This article was published 14/12/2009 (5246 days ago), so information in it may no longer be current.

LOS ANGELES — It is safe to say that when writer Dominique Mainon saw Sharon Stone’s brazenly seductive character in director Paul Verhoeven’s sex-and-violence potboiler Basic Instinct, something clicked.

Mainon, 39, is the co-author, with James Ursini, of the new book Femmes Fatales: Cinema’s Most Unforgettable Lethal Ladies, a lavishly illustrated examination of cinema’s love affair with women who are as deadly as they are seductive.

"That was the resurrection of the femme fatale," Mainon says of Stone’s character, who became an erotic icon of the SSRq90s despite her unpleasant penchant for killing lovers with an ice pick.

"In the ’80s films, (women were often) screaming victims and it was interesting to see the changeover begin to happen," Mainon says. "Next thing you know, there were over-the-top kick-ass women manifesting themselves in a very violent physical manner that was almost like Revenge of the Ladies."

Mainon and Ursini covered some of that thematic turf in a previous book, The Modern Amazons: Warrior Women On Screen, a project she initiated while battling breast cancer in 2004, inspired by the Amazon archetype of women "who cut off their right breast in order to better aim their arrows."

Mainon jumped from a study of warriors to femmes fatales out of a fascination with the femme’s powers of manipulation.

"The femme fatale doesn’t even need a weapon. She makes the man into a weapon," she says. "I was fascinated with the dynamic of how that came to be. What exactly is it that takes place and what’s the commonality between them? What they do to develop these weapons and to gain control?"

Mainon seeks to answer those questions in the book with a thorough overview of an archetype that is almost as old as cinema itself (or much older, if you accept Mainon’s introductory assertion that Eve was the first femme fatale, "as she entices Adam to sin and Adam becomes the first man to begin making excuses to God that SHE made him do it.")

The authors’ choices are occasionally unconventional. Some favourite femmes fatales such as Kathleen Turner (Body Heat) and Linda Fiorentino (The Last Seduction) are not covered, while lesser-known actresses such as Melinda Clarke and Traci Lords make the cut. "Originally, we felt each actress had to have three strong movies each. That was our basic criteria," Mainon explains.

But the book does offer a considerable sweep of shady ladies from around the globe, including Isabel Sarli, the queen of the Argentine sex melodrama, or Barbara Steele, the English-born star of Italian horror cinema. The book reaches back to Theda Bara, the silent movie actress who titillated our great-grandparents with a vamp character who gleefully drove men to their doom.
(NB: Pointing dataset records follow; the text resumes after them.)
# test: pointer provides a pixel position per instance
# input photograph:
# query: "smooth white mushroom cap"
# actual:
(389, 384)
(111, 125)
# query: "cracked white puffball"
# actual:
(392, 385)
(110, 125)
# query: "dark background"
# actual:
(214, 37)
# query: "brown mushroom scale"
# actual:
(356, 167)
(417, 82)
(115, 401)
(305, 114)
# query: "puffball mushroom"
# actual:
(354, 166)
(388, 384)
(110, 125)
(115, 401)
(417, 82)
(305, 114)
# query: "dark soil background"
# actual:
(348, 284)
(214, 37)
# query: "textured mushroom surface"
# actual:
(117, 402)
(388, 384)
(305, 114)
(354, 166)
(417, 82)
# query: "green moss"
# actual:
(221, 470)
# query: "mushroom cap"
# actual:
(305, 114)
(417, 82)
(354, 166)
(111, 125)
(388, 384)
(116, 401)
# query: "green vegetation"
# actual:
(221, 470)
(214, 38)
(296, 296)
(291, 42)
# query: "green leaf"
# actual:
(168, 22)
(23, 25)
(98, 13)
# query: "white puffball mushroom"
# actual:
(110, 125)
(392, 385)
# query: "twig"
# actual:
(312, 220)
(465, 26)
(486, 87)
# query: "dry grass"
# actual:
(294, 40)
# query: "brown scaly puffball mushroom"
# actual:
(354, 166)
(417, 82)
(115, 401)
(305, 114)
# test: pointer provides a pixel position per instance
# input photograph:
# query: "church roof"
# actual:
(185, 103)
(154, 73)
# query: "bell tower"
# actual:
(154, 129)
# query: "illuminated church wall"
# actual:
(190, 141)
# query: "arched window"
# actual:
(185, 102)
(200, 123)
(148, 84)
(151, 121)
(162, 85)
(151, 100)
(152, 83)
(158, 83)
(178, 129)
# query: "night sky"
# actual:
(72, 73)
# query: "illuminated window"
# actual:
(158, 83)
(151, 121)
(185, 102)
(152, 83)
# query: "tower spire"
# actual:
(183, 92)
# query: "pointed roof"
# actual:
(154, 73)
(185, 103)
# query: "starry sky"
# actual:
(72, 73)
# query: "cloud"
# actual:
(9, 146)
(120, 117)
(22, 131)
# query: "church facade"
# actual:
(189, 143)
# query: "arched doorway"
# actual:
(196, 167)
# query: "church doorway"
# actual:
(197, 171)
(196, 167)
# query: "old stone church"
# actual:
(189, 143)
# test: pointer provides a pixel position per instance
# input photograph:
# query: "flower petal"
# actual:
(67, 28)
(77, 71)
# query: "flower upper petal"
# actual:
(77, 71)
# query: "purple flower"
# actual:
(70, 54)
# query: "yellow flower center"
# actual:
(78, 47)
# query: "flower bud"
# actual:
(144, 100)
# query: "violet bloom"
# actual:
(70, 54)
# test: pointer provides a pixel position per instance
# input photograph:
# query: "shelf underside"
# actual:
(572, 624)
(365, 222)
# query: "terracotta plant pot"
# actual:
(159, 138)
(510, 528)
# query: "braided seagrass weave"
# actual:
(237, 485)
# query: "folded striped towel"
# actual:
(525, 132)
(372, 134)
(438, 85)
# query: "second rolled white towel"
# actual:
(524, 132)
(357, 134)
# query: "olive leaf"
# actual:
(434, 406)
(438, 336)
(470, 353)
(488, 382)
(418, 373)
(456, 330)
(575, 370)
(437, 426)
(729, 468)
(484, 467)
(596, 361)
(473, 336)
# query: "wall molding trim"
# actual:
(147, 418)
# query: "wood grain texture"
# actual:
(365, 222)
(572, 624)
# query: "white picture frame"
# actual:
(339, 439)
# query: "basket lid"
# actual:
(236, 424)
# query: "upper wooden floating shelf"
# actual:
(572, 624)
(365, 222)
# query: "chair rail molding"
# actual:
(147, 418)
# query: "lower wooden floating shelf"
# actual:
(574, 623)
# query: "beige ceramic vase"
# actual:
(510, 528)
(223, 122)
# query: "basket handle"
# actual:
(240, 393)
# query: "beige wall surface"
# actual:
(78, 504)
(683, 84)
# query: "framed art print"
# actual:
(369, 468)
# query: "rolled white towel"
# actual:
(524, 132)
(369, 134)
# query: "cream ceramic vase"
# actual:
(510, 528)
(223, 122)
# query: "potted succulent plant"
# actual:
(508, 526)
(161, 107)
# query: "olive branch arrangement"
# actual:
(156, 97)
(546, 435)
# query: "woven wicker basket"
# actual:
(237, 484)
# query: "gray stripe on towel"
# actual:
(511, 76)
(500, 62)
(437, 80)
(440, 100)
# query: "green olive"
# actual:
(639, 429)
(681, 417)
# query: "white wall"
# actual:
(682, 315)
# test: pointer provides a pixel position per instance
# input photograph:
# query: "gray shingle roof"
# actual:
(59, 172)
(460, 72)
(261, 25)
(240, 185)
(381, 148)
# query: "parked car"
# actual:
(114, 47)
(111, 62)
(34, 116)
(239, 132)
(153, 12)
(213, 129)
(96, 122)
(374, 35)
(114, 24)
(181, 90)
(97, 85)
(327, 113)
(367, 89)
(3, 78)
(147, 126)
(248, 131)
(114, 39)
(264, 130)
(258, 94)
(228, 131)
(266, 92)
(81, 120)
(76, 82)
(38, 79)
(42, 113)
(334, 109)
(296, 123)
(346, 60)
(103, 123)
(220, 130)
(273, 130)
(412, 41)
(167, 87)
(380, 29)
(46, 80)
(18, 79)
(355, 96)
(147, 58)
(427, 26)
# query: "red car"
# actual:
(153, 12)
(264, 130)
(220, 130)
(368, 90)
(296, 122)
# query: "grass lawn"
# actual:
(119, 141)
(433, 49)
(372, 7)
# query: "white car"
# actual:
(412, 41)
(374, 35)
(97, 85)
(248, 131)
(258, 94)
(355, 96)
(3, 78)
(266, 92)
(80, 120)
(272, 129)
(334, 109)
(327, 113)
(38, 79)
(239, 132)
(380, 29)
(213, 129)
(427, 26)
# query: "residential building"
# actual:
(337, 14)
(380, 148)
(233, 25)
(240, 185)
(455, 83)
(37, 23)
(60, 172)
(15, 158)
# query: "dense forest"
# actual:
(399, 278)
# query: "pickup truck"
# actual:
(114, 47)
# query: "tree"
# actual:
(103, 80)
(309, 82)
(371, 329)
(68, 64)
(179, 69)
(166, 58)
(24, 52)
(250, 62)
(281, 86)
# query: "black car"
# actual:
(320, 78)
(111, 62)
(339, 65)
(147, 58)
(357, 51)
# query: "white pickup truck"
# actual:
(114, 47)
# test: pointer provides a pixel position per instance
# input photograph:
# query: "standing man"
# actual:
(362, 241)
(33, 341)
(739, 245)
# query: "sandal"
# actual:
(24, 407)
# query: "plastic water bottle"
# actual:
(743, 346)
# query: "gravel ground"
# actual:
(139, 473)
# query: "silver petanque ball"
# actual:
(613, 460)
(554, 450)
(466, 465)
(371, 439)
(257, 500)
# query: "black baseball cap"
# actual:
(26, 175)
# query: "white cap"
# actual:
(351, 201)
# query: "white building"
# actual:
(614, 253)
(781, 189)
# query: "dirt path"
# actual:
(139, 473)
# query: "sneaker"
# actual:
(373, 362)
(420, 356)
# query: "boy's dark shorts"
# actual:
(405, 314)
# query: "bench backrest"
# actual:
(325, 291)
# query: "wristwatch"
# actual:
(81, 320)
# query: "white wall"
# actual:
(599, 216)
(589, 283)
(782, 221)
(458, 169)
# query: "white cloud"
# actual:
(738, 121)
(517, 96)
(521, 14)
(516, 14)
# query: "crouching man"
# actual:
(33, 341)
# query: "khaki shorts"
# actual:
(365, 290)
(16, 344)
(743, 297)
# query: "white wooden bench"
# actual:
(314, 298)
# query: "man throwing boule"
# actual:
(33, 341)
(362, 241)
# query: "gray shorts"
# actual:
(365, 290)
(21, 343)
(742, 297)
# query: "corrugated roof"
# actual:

French actress Brigitte Bardot also makes the grade, despite the fact her characters never intend harm to her men.

"I think she’s an accidental femme fatale," Mainon says. "In her movie And God Created Woman, I think she’s an innocent. She has a raging sexuality and the men in the town are just like dogs sniffing after her. She just can’t help herself and anyone who falls for her is, in a way, going to his own ruin."

But for Mainon, the ultimate femme fatale is Marlene Dietrich, especially in her role as the cabaret singer Lola Lola in the 1930 film The Blue Angel, in which she turns respected professor Emil Jannings, literally, into a clown.

"Marlene to me is quintessential," Mainon says. "When I think of femme fatale, that is immediately what comes to mind."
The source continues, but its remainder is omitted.